10.6. Validation Settings#
The validation settings guide how to assess the model’s performance during training. You can explore these parameters in the Validation Settings section.
Validation is critical when using models in marine science, as ocean environments are highly variable, and incorrect model validation can lead to false conclusions. For example, if you’re monitoring coral bleaching events, validation ensures that the model accurately differentiates between healthy and bleached coral, which directly impacts conservation efforts.
10.7. Export Settings#
Exporting a model for deployment involves adjusting settings like the target format (ONNX, TorchScript, etc.). Find detailed instructions in the Export Settings.
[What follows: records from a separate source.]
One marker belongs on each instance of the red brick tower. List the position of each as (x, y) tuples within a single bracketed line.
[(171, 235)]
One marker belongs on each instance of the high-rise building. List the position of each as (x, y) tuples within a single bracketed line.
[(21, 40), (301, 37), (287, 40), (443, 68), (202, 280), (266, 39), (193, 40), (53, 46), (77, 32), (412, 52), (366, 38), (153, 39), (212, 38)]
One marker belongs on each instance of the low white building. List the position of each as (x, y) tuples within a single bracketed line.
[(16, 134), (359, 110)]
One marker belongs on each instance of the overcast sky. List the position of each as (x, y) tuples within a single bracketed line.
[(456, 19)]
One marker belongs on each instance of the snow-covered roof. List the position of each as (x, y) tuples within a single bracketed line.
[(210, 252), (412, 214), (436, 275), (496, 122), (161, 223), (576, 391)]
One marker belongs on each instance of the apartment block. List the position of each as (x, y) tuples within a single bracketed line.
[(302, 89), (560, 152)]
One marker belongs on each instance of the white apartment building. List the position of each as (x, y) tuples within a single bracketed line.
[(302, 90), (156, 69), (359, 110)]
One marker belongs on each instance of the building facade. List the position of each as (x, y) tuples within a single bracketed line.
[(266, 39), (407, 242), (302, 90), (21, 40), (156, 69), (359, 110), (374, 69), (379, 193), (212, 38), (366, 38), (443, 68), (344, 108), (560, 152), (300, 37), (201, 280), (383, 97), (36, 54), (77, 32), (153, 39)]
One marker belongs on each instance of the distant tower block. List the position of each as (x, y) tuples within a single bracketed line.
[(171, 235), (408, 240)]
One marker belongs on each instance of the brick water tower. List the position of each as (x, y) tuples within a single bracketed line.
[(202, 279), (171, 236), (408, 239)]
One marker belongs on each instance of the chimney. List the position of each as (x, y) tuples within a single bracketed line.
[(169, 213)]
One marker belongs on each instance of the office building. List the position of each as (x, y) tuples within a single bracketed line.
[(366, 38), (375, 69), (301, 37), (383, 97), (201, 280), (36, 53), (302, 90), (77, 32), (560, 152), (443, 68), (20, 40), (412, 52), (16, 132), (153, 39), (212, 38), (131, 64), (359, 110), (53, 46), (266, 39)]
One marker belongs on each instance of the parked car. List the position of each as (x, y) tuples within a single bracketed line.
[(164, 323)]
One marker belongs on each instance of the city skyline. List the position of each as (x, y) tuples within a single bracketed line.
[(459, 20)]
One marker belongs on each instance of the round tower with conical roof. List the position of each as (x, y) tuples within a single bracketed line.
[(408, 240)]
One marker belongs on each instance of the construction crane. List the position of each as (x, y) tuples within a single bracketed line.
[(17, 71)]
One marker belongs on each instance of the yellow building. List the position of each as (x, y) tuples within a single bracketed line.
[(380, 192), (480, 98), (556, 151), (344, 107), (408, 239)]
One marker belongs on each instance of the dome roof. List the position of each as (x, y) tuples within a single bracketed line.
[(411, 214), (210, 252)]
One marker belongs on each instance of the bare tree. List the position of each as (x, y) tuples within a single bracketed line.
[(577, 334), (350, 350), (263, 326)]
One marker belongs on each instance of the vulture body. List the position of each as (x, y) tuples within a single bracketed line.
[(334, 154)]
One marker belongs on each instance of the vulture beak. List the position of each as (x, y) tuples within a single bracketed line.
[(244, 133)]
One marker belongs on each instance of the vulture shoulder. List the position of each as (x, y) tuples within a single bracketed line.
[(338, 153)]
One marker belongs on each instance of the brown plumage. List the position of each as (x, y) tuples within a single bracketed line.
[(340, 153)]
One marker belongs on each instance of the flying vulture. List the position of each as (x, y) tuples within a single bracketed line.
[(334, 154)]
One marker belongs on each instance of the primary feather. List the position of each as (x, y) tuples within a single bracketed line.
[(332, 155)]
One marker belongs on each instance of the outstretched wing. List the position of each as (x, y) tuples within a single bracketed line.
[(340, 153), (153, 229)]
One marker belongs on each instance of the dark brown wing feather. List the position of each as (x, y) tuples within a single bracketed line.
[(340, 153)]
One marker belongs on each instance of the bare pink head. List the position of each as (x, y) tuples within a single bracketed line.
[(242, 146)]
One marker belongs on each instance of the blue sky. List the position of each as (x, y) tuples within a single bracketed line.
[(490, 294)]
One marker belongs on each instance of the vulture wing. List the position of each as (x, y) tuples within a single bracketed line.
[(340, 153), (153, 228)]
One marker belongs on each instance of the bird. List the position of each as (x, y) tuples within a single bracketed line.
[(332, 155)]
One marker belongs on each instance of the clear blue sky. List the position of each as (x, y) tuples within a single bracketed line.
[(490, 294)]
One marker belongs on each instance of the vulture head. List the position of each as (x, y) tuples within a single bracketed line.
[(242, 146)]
Exporting trained YOLO models in a marine context allows for their integration into field tools like AUVs or drones. By deploying models directly onto these devices, researchers can conduct in-situ analyses of underwater ecosystems, automatically identifying species or mapping features without needing constant human input. This is essential for remote, long-term monitoring projects.
10.8. Augmentation Settings#
Augmentation techniques introduce variability into training data to help the model generalize better. Learn how to apply these techniques in the Augmentation Settings.
Marine environments are highly variable, with changes in water clarity, light, and object appearance. Augmentation techniques, like flipping or changing brightness, simulate these variations, allowing YOLO models to perform well under different conditions. For example, augmenting images of fish in low-light conditions can help the model generalize better when deployed in deep-sea environments.
10.9. Logging, Checkpoints, and Plotting Settings#
Proper logging, checkpointing, and plotting are crucial for tracking your model’s progress. Details on how to implement these are available in the Logging, Checkpoints, and Plotting Settings.
In marine research, monitoring the progress of your model during training is essential, especially when working with datasets collected in extreme conditions like the deep sea. Logging ensures that researchers can keep track of where models perform well or need improvement, while checkpointing allows training to resume if interrupted. Visual plots can help compare results across different environmental conditions, providing insights into model performance across multiple marine ecosystems.
10.10. Next Steps#
The next lessons will make heavy use of these parameters. It’s important to know them well to optimize training and inference performance. Bookmark the Ultralytics YOLO documentation to stay updated on new features and default values.
In marine science, understanding these settings can significantly enhance your ability to build accurate, deployable models. Whether you’re studying marine life in shallow coastal areas or monitoring deep-sea ecosystems, mastery of these YOLO parameters ensures your model can handle the complexities of underwater environments.